The crew aboard the United States' newest aircraft carrier, the USS Gerald R. Ford, has reported increasing frustration due to design flaws causing regular failures in the ship's toilet system. The $13 billion carrier has been deployed for seven months since leaving Norfolk in June and is currently operating in the Caribbean.
The General Accountability Office (GAO) reported in 2020 that the ship's Vacuum Collection, Holding and Transfer (VCHT) system was undersized and poorly designed. This system, which was adopted in part from the cruise ship industry for its water efficiency, has continued to experience breakdowns during the deployment, affecting the 4,600 sailors on board. Problems with the VCHT system have been reported since the carrier's initial deployment in 2023, with increasing frequency.
According to Navy documents obtained via a Freedom of Information Act (FOIA) request, a trouble call related to the VCHT system has been made daily since June 2023 when the entire crew is present. The carrier has requested external assistance 42 times since 2023, with 32 calls occurring in 2025 and 12 during the current deployment which began in June. An email from the engineering department on March 18, 2025, indicated 205 breakdowns in four days, stating that sailors responsible for sewage system maintenance (hull maintenance technicians or HTs) were working 19 hours a day to manage the demand.
Issues identified include blockages caused by foreign objects like t-shirts, rope, brown paper towels, and commercial toilet paper due to the narrow vacuum pipes. A common problem involves a valve at the back of the toilets becoming loose, leading to a loss of suction in one of 10 zones. The most expensive problem is calcium build-ups in narrow pipes, particularly in lower decks. The 2020 GAO report estimated a cost of $400,000 for an acid flush to restore the system, and the ship has undergone this procedure at least 10 times since 2023, a process that can only be performed in port.
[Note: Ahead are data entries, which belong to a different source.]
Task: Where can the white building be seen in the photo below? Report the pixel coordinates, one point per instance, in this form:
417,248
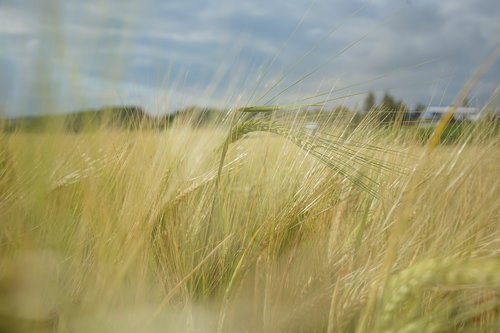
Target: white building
492,108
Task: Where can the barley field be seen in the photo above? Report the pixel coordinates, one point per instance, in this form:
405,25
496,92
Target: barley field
286,209
146,231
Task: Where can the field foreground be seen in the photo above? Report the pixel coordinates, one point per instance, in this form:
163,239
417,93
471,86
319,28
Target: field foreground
117,231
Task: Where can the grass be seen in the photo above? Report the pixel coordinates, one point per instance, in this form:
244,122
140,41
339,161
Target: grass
130,231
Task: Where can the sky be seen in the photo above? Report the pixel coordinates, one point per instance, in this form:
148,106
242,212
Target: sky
63,56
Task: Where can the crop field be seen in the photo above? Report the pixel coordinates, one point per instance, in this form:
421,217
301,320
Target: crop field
223,166
293,231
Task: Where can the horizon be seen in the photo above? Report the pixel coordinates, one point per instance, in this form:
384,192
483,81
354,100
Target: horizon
71,56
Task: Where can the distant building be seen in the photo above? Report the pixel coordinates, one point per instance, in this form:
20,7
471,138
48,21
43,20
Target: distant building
491,110
435,113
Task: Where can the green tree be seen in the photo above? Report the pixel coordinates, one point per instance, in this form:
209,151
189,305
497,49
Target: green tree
419,108
369,102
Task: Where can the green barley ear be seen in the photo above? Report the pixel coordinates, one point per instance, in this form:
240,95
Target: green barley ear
405,289
347,158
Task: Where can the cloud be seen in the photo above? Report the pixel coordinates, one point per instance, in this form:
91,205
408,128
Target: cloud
218,52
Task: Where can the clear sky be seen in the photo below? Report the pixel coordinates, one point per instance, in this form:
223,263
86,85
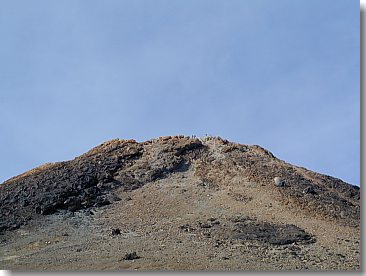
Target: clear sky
282,74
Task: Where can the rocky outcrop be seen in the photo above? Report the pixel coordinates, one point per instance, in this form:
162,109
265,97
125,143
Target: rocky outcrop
92,179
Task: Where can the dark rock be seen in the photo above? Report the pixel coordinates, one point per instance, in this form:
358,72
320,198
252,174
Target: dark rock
115,231
309,190
131,256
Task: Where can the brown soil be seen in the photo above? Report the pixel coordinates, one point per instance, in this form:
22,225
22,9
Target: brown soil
178,203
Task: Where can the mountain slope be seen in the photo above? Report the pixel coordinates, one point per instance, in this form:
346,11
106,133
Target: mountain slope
180,203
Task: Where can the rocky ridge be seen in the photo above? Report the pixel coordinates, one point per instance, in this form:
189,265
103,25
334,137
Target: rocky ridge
101,177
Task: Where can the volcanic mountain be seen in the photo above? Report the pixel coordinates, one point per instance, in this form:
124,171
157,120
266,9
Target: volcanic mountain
178,203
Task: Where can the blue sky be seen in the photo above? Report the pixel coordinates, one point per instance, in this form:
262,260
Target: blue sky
281,74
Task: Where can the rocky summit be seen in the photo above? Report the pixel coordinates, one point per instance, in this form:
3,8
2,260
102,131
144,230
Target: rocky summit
178,203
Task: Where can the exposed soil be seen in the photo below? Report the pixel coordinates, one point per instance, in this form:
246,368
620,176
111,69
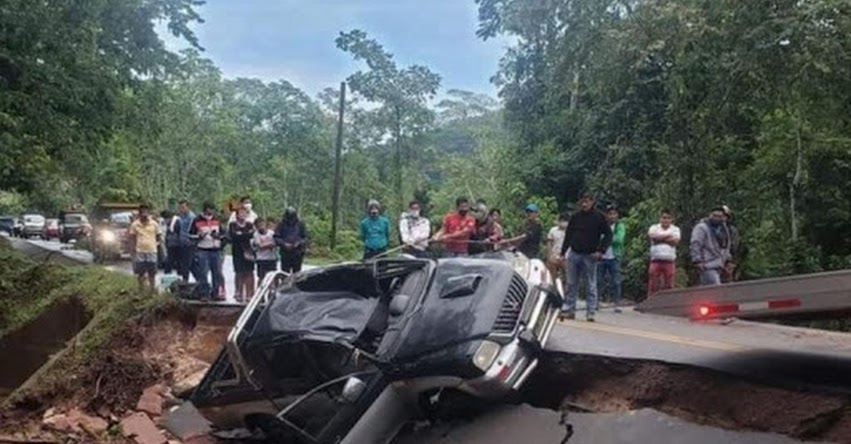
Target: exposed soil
173,347
712,398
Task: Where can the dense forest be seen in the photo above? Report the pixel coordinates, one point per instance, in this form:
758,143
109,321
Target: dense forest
649,104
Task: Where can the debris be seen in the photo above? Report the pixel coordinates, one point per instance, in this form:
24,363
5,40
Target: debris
185,422
151,401
139,427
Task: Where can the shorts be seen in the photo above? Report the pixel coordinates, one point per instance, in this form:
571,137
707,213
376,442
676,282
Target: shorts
145,263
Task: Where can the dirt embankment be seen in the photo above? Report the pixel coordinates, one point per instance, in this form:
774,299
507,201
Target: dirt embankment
703,396
139,371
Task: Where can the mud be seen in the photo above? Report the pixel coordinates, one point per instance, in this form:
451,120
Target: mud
30,347
172,346
592,383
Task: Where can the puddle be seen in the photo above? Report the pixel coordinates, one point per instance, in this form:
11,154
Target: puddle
24,351
526,424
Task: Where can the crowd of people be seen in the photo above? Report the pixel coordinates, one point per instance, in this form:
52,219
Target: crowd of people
585,248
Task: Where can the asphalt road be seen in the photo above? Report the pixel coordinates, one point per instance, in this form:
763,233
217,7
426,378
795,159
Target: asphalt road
789,356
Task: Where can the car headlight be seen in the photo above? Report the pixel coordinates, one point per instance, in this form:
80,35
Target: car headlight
107,236
485,355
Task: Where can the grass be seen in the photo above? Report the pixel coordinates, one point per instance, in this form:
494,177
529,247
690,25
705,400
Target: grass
28,288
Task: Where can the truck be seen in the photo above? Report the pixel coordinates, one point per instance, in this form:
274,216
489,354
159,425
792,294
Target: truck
350,353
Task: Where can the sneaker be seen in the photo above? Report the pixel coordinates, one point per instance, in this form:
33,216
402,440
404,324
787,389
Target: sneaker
566,316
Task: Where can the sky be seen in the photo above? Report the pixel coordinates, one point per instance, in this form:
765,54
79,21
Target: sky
294,39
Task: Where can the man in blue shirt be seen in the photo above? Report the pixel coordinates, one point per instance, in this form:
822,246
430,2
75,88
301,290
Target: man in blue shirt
185,248
375,231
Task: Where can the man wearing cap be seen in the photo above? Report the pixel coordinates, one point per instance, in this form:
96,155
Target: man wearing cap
291,238
588,236
374,231
710,247
457,228
529,243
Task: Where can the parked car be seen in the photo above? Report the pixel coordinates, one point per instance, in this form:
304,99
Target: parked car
351,353
33,225
73,225
51,229
7,225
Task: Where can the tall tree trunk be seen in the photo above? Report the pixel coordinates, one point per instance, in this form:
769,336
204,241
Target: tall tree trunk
796,183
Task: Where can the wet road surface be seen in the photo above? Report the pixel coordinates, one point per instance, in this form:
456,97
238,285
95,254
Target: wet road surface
528,425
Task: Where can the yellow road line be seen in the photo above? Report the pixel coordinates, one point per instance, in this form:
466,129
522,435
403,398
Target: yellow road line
682,340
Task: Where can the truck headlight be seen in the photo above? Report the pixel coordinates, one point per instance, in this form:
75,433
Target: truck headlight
107,236
485,355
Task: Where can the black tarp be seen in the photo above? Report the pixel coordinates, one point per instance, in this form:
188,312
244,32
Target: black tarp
318,316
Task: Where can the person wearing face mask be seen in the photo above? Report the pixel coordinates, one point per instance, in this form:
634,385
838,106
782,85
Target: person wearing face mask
291,238
207,234
415,231
263,243
375,231
250,215
710,247
457,228
555,238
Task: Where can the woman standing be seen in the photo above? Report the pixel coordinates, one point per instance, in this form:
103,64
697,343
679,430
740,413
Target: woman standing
241,232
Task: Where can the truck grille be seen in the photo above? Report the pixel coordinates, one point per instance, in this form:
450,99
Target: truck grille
509,313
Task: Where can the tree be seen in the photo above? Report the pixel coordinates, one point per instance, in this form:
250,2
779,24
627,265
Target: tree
401,92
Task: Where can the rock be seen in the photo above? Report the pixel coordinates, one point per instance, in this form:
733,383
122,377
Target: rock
204,439
189,382
90,424
139,427
61,423
185,422
151,401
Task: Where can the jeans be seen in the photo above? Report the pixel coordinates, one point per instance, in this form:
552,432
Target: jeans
576,266
666,270
610,268
209,262
710,276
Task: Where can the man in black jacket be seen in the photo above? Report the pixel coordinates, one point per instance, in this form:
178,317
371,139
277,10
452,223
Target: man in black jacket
588,236
291,238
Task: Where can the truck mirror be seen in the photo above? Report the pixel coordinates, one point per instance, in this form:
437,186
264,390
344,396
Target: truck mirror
353,389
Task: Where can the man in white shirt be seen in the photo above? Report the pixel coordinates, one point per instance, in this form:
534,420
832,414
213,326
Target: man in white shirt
415,231
555,237
250,215
664,238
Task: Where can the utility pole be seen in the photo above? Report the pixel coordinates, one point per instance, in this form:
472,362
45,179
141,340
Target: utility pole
338,159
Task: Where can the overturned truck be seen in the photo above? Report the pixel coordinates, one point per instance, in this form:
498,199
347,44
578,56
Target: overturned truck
351,353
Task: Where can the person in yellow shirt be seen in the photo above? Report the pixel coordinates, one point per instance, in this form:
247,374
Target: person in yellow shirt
145,234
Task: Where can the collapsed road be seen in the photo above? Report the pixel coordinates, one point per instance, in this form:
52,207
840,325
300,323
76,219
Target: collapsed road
726,377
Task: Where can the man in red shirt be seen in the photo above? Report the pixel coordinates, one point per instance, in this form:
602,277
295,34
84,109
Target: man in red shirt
457,228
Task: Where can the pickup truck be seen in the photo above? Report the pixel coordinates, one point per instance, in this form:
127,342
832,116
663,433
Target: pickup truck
350,353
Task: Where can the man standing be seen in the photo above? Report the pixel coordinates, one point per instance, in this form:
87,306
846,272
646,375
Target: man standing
664,238
415,231
251,216
291,238
145,234
732,266
588,236
457,228
555,239
185,251
374,231
529,243
610,266
710,247
207,234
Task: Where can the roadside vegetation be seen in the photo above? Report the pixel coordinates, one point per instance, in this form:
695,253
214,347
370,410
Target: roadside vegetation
649,104
111,301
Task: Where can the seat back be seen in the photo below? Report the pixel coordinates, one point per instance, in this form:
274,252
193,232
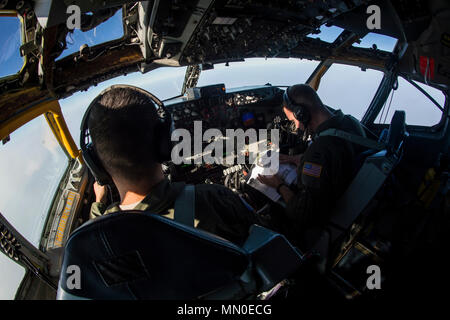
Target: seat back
140,255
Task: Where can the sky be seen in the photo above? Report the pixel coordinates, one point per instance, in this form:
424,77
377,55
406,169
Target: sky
32,163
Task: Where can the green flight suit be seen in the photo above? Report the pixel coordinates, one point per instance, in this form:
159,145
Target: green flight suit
325,171
218,209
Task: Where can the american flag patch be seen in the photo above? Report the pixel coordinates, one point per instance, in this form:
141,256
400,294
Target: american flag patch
312,169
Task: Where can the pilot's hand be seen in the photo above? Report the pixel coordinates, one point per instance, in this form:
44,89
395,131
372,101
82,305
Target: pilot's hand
100,193
271,181
295,160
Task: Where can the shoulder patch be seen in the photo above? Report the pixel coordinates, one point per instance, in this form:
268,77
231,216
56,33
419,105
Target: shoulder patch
312,169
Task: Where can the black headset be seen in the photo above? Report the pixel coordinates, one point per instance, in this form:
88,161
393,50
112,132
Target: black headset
301,112
163,141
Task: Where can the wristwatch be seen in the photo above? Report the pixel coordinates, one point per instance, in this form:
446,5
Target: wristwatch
279,187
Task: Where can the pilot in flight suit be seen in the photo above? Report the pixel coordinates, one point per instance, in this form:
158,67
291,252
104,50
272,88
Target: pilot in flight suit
218,210
127,138
325,170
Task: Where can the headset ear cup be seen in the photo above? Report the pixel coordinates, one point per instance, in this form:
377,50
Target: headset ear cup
93,163
163,140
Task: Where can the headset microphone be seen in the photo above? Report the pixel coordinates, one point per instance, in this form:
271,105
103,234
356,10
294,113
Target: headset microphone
301,112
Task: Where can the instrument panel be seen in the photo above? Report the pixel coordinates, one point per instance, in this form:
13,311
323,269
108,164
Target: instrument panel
245,107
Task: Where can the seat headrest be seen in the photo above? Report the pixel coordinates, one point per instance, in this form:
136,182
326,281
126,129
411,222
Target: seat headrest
397,131
140,255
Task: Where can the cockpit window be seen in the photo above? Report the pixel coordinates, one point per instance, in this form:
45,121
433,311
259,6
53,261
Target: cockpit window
349,88
327,34
31,166
259,71
419,109
165,83
10,40
382,42
109,30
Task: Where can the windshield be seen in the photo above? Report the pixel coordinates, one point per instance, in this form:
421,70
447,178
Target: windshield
109,30
259,71
10,39
31,166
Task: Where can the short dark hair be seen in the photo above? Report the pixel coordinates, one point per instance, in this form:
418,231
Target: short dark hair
122,126
305,95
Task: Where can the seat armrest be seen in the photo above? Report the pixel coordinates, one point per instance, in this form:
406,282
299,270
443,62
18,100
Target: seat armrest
273,256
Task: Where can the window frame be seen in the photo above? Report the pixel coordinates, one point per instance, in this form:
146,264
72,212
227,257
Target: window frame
15,14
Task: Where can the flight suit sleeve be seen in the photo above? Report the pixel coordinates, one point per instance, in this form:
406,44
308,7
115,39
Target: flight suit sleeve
222,212
97,210
306,208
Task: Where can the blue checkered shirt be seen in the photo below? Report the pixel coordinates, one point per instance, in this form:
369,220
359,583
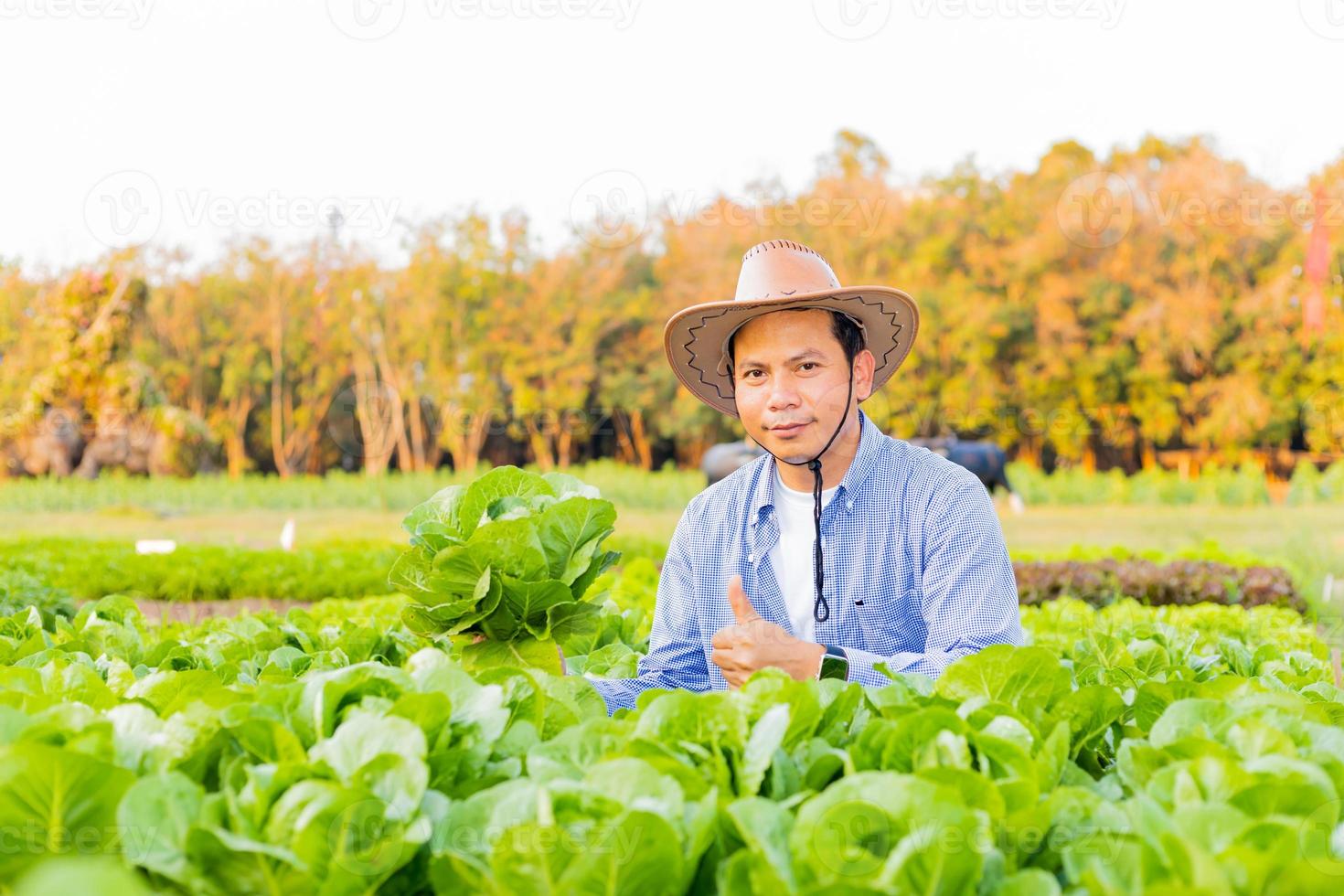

The engineering department has communicated with the A1B Propulsion Plant Planning Yard at Newport News Shipbuilding regarding the issues. The planning yard, part of Huntington Ingalls Industries, which constructs Ford-Class carriers, indicated that a temporary resolution might be offered until a full system redesign could be funded in the future.
The Navy has acknowledged the VCHT system's issues for over a decade. A similar vacuum system on the USS George H.W. Bush, a Nimitz-Class carrier, experienced comparable problems in 2013. The USS Gerald R. Ford is scheduled for VCHT system improvements during upcoming maintenance periods, with the Navy stating that similar upgrades on CVN 77 (USS George H.W. Bush) led to fewer maintenance problems. While an average outage duration is reported to be between 30 minutes and two hours, a Fleet Forces Command spokesman stated that the problems have had "no operational impact."
Experts suggest a long-term fix is not anticipated within the current year. Shelby Oakley, director of the GAO, noted that asking sailors to live in such conditions is regrettable. Bryan Clark of the Hudson Institute commented that adopting a sewage system from commercial cruise ships for a nuclear-powered warship, designed for months at sea, might have been a design error. The USS Ford was already the most expensive ship built by the Navy, incorporating unproven new technologies that contributed to increased costs and delayed delivery.